Are babies born “kind” or is kindness a learned behavior? After looking at several studies the best answer I could find to that question is “yes.” Human beings are born with a natural sense of compassion for others. But that natural compassion can be impacted by the way a child is raised. Kindness is something that can be nurtured and rewarded beginning in the first months of a child’s life, and some children will need more “nurturing” than others.
Diana Divecha, PhD, writing for developmentalscience.com said, “In the flow of everyday life, tantrums, conflicts, and other demands can obscure more gentle behaviors, and adults may start reinforcing achievement-related skills over helping behaviors in the preschool years.” That same article spoke about the progressive schools today that have begun to incorporate lessons that cultivate character, kindness, and a larger civic perspective in children.
The beginning of a new year is a good time to step back and view the bigger picture. Good parents teach their children how to “achieve.” How can you teach your child to achieve a character of kindness? Consider this advice from the only perfect source for advice, God’s word.
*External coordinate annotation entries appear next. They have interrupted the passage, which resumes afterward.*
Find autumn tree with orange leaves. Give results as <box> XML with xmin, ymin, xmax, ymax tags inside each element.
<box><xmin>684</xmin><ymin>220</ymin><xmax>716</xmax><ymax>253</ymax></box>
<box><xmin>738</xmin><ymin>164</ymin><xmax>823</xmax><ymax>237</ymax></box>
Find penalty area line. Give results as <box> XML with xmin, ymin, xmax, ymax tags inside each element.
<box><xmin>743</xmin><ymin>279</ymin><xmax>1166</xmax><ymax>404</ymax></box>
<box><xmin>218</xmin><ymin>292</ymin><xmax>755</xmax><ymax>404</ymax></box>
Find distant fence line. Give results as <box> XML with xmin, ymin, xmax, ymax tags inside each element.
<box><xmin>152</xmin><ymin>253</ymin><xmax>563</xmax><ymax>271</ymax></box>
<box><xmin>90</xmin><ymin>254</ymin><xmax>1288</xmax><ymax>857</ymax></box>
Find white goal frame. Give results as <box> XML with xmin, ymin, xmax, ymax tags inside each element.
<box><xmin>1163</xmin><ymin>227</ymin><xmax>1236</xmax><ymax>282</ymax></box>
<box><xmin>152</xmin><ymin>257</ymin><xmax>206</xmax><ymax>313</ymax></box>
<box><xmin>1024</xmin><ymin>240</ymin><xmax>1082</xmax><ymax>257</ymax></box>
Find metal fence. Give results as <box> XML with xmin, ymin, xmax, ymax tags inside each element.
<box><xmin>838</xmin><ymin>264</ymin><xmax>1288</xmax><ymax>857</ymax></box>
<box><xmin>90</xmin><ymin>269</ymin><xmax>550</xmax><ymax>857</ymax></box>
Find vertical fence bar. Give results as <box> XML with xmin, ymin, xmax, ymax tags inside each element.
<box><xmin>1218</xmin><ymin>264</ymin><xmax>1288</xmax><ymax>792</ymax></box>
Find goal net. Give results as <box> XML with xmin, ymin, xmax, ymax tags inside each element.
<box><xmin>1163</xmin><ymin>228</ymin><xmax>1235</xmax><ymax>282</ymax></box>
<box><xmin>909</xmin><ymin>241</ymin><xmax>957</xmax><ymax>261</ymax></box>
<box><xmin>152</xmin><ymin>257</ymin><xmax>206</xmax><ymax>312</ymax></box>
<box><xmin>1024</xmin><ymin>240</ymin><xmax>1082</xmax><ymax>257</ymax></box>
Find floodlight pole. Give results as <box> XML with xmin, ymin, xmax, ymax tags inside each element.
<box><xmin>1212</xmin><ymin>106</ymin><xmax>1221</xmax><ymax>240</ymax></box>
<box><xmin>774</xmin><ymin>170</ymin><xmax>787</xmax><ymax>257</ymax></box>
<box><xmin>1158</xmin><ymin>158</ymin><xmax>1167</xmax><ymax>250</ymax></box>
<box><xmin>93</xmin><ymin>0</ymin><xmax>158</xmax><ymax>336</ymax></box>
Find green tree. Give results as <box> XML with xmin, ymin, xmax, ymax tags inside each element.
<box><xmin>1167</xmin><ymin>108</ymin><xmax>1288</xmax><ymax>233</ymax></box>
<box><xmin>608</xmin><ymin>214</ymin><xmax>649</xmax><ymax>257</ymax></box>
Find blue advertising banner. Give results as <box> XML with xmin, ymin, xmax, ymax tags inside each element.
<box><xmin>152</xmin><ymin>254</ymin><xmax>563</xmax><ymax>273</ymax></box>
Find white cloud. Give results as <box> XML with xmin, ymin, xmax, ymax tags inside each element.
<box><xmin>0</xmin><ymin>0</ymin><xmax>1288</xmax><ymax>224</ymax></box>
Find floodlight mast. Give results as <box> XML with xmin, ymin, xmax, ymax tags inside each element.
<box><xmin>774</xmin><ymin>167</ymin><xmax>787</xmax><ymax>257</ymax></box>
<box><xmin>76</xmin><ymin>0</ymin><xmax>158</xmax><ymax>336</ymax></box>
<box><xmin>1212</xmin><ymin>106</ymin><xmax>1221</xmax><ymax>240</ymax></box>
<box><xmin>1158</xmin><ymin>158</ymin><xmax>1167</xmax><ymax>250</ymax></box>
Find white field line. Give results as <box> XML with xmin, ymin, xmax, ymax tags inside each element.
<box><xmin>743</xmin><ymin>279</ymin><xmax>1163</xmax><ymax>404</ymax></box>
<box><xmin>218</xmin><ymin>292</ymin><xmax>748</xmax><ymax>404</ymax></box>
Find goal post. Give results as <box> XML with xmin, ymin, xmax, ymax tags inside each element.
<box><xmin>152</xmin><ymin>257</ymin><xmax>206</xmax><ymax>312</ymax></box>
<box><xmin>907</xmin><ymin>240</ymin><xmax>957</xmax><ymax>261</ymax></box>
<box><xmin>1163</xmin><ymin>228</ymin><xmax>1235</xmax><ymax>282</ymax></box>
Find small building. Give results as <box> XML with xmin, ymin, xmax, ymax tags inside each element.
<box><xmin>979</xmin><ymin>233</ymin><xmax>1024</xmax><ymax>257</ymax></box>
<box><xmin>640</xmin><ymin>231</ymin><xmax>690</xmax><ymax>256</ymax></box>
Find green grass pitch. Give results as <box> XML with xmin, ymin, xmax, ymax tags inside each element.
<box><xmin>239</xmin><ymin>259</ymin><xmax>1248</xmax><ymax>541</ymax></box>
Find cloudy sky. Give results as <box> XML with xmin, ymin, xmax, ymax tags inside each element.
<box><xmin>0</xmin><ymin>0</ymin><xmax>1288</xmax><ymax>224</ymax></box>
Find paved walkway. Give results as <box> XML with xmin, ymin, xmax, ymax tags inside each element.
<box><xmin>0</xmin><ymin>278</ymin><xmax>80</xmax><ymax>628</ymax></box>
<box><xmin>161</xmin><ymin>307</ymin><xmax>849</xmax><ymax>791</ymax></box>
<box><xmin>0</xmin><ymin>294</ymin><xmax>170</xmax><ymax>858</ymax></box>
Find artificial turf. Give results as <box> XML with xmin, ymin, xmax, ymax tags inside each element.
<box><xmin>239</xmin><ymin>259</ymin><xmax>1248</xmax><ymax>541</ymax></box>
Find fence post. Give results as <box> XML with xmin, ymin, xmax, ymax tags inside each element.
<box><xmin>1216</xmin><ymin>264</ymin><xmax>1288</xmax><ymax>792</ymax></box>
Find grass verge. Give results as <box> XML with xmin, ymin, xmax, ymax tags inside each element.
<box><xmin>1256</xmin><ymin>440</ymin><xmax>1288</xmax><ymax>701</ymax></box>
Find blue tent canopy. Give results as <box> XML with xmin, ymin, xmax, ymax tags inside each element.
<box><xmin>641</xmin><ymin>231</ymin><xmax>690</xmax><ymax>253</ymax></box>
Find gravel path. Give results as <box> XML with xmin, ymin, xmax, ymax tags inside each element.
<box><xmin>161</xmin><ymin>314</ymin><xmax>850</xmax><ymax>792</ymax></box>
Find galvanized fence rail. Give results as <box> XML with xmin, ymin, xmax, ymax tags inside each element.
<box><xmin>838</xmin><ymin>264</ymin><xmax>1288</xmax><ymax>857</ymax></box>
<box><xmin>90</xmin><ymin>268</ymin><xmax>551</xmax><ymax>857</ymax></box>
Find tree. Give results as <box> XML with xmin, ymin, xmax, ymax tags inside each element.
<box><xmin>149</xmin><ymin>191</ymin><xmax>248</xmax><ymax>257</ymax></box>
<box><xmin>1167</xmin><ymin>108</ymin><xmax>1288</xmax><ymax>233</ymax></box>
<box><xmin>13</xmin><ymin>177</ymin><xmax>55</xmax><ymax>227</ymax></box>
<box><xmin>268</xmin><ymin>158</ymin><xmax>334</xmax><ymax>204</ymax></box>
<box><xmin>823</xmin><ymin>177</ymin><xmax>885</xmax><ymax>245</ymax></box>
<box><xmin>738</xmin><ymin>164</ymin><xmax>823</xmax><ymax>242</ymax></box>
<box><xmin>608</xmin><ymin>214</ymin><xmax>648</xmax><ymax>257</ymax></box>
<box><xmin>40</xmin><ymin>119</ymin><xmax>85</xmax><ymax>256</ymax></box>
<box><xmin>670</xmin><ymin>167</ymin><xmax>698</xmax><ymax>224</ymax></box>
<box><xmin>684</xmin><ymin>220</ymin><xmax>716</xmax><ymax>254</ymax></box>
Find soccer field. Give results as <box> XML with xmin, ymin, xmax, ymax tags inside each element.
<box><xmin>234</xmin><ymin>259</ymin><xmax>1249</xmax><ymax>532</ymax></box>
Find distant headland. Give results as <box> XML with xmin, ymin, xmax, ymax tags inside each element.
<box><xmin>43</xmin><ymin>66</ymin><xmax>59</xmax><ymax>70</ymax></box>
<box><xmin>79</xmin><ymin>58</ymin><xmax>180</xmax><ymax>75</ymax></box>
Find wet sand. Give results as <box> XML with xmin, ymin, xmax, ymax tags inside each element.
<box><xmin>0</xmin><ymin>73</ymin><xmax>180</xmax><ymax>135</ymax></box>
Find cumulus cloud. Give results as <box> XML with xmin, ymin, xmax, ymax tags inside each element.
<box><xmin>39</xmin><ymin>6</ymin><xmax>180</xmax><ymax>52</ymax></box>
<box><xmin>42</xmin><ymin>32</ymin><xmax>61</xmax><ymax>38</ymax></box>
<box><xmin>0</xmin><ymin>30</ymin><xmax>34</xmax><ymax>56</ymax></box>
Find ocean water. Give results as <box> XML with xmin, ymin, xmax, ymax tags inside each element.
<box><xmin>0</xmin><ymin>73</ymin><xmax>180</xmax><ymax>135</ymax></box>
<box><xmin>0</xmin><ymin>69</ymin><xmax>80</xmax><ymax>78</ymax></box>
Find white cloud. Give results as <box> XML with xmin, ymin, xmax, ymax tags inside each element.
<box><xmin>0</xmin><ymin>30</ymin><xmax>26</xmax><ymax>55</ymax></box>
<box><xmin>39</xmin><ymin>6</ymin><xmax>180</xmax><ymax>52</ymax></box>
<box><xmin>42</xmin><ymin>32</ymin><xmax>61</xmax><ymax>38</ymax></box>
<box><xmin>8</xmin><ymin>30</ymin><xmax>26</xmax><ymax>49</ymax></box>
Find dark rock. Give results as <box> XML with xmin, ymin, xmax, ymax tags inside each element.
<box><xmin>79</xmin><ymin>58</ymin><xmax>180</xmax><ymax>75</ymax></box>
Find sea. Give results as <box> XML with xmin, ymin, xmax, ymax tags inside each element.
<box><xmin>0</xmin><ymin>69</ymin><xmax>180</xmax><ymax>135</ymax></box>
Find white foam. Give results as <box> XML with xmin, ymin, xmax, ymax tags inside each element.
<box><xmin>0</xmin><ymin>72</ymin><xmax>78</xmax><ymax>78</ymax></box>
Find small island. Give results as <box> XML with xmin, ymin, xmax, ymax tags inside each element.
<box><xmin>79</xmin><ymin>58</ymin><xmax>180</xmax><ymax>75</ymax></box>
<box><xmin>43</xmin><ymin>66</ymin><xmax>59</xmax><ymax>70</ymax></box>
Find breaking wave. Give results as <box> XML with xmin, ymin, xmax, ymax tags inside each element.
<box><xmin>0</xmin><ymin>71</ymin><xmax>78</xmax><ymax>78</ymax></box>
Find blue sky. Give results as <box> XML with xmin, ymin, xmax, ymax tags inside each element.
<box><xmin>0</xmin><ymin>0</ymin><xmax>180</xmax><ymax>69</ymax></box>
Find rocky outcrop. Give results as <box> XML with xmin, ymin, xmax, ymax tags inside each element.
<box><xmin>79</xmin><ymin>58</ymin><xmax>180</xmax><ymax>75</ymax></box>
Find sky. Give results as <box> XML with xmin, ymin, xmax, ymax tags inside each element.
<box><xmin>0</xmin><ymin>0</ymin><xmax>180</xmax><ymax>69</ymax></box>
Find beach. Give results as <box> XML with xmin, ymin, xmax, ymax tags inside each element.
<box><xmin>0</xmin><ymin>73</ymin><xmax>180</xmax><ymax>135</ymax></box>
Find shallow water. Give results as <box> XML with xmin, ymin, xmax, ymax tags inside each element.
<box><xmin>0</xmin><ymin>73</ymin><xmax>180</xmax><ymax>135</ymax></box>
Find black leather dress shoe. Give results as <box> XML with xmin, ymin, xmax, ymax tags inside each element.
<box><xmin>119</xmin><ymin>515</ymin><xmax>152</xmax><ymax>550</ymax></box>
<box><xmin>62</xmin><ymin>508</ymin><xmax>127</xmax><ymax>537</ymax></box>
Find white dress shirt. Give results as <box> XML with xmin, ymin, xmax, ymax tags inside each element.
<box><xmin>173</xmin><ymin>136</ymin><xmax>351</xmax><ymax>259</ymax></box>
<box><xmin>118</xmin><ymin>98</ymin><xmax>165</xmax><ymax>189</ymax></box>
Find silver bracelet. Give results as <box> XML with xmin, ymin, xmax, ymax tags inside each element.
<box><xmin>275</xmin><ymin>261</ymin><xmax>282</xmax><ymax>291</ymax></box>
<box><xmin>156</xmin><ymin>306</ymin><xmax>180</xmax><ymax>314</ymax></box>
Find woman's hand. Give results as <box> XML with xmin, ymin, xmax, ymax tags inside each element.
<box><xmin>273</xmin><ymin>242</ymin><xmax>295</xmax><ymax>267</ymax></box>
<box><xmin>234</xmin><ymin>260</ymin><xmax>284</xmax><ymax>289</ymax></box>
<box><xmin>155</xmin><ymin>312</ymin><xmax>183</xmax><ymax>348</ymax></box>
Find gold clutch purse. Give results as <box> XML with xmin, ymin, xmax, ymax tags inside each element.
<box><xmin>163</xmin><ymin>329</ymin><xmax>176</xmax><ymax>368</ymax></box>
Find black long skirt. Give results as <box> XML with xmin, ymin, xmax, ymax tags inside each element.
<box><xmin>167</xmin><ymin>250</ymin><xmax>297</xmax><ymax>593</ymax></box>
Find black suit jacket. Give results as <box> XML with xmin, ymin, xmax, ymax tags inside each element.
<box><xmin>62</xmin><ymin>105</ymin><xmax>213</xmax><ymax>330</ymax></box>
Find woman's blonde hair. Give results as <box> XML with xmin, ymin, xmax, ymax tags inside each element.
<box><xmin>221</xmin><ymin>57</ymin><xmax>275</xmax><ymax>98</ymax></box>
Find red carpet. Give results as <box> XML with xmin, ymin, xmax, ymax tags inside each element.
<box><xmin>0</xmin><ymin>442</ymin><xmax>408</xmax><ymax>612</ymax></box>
Colossians 3 outlines these goals, if you want to raise kind kids:
- If then you have been raised with Christ, seek the things that are above, where Christ is, seated at the right hand of God. (v.1) The single most important goal you can have for your children is that they will be “raised with Christ,” meaning, become Christians themselves. What choices can you make this year that will show your children that the “things above” are most important?
- Set your minds on things that are above, not on things that are on earth (v.2). Infants can learn to value kindness. Ask yourself, “What achievements does the world give out trophies for?” Now, don’t set your mind, your focus, and your parenting priorities on those things. We can know what matters most but still be focused on what matters less.
- Do not lie to one another, seeing that you have put off the old self with its practices and have put on the new self, which is being renewed in knowledge after the image of its creator (vv.9–10). Christians lie to one another when we don’t act like the person God has recreated us to be. When we teach our kids to know Jesus and pursue his presence, we teach our kids how to be truthful Christians who are truly kind.
- Put on then, as God’s chosen ones, holy and beloved, compassionate hearts, kindness, humility, meekness, and patience, bearing with one another and, if one has a complaint against another, forgiving each other (vv.12–13). If you want your child to be kind, teach them to look in their mirror and see the person God chose to love and make holy. Our children will be kind if we teach them who they truly are—the redeemed, adopted child of God. We want our kids to grow up and look like their Abba Father.
Raising kind kids is raising kids who know and love Christ. If that is your parenting goal for 2017, you will help your kids pursue those things that are above. I don’t know what the trophy will look like, but I’m sure it will be your child’s greatest achievement.